Her thoughts were first of Fortune's kindness in selecting her for a favour so miraculously dovetailing into the precise need of her life; then she considered Henry and Herbert, each at this hour probably brushing his hair in preparation for the Sunday evening meal, and both touchingly unconscious of the calamity now befalling them; but what eventually engrossed her mind was a thought about Wallie Torbin.
This Master Torbin, fourteen years of age, was in all the town the boy most dreaded by his fellow-boys, and also by girls, including many of both sexes who knew him only by sight--and hearing. He had no physical endowment or attainment worth mention; but boys who could "whip him with one hand" became sycophants in his presence; the terror he inspired was moral. He had a special over-development of a faculty exercised clumsily enough by most human beings, especially in their youth; in other words, he had a genius--not, however, a genius having to do with anything generally recognized as art or science. True, if he had been a violinist prodigy or mathematical prodigy, he would have had some respect from his fellows--about equal to that he might have received if he were gifted with some pleasant deformity, such as six toes on a foot--but he would never have enjoyed such deadly prestige as had actually come to be his. In brief, then, Wallie Torbin had a genius for mockery.
Almost from his babyhood he had been a child of one purpose: to increase by burlesques the sufferings of unfortunate friends. If one of them wept, Wallie incessantly pursued him, yelping in horrid mimicry; if one were chastised he could not appear out-of-doors for days except to encounter Wallie and a complete rehearsal of the recent agony. "Quit, Papa! Pah-puh, quee-yet! I'll never do it again, Pah-puh! Oh, lemme alone, Pah-puh!"

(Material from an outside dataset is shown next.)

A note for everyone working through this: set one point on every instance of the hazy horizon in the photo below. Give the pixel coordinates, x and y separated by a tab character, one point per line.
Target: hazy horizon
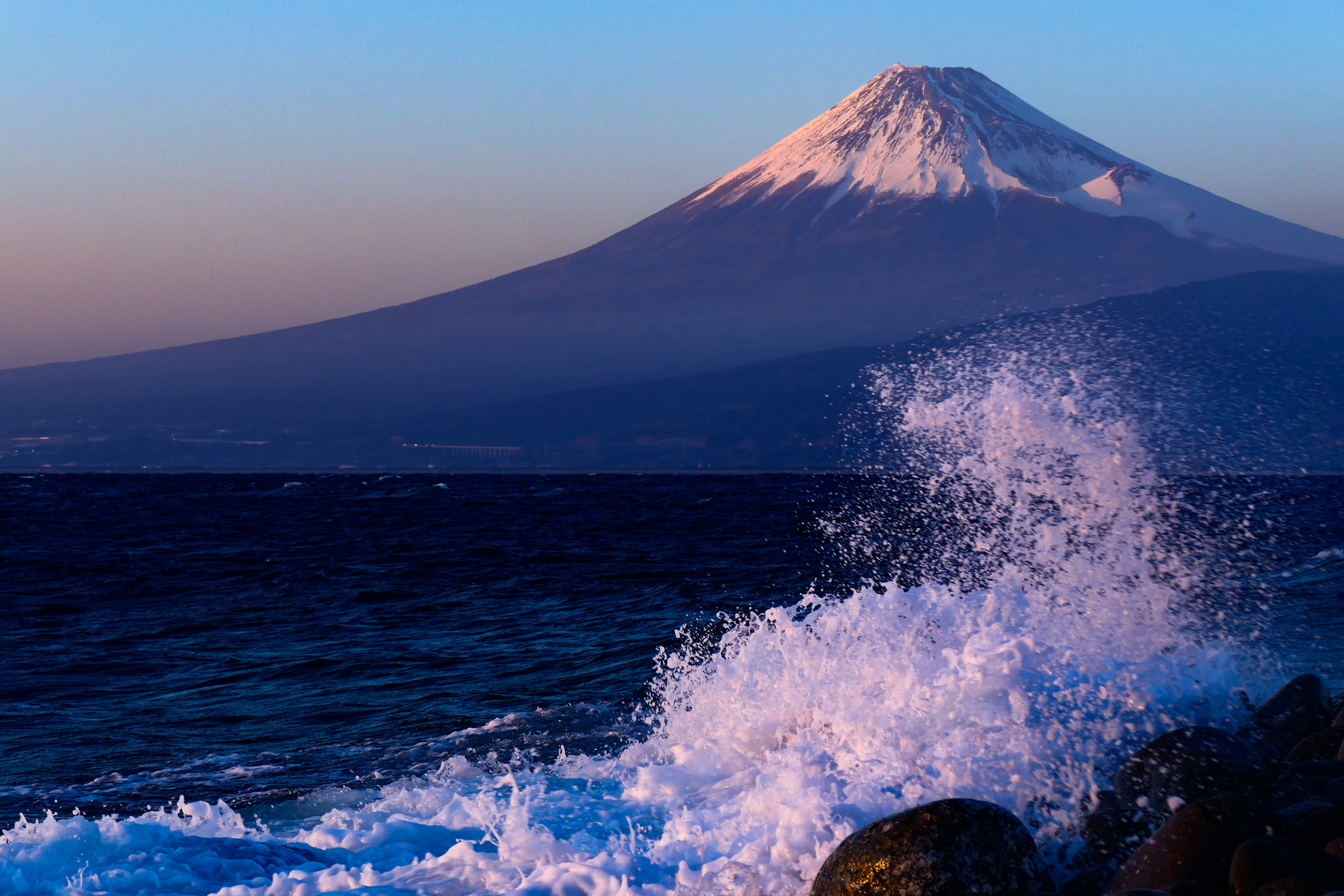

As he grew older, his insatiate curiosity enabled him to expose unnumbered weaknesses, indiscretions, and social misfortunes on the part of acquaintances and schoolmates; and to every exposure his noise and energy gave a hideous publicity: the more his victim sought privacy the more persistently he was followed by Wallie, vociferous and attended by hilarious spectators. But above all other things, what most stimulated the demoniac boy to prodigies of satire was a tender episode or any symptom connected with the dawn of love. Florence herself had suffered at intervals throughout her eleventh summer because Wallie discovered that Georgie Beck had sent her a valentine; and the humorist's many, many squealings of that valentine's affectionate quatrain finally left her unable to decide which she hated the more, Wallie or Georgie. That was the worst of Wallie: he never "let up"; and in Florence's circle there was no more sobering threat than, "I'll tell Wallie Torbin!" As for Henry Rooter and Herbert Illingsworth Atwater, Jr., they would as soon have had a Head-hunter on their trail as Wallie Torbin in the possession of anything that could incriminate them in an implication of love--or an acknowledgment (in their own handwriting!) of their own beauty.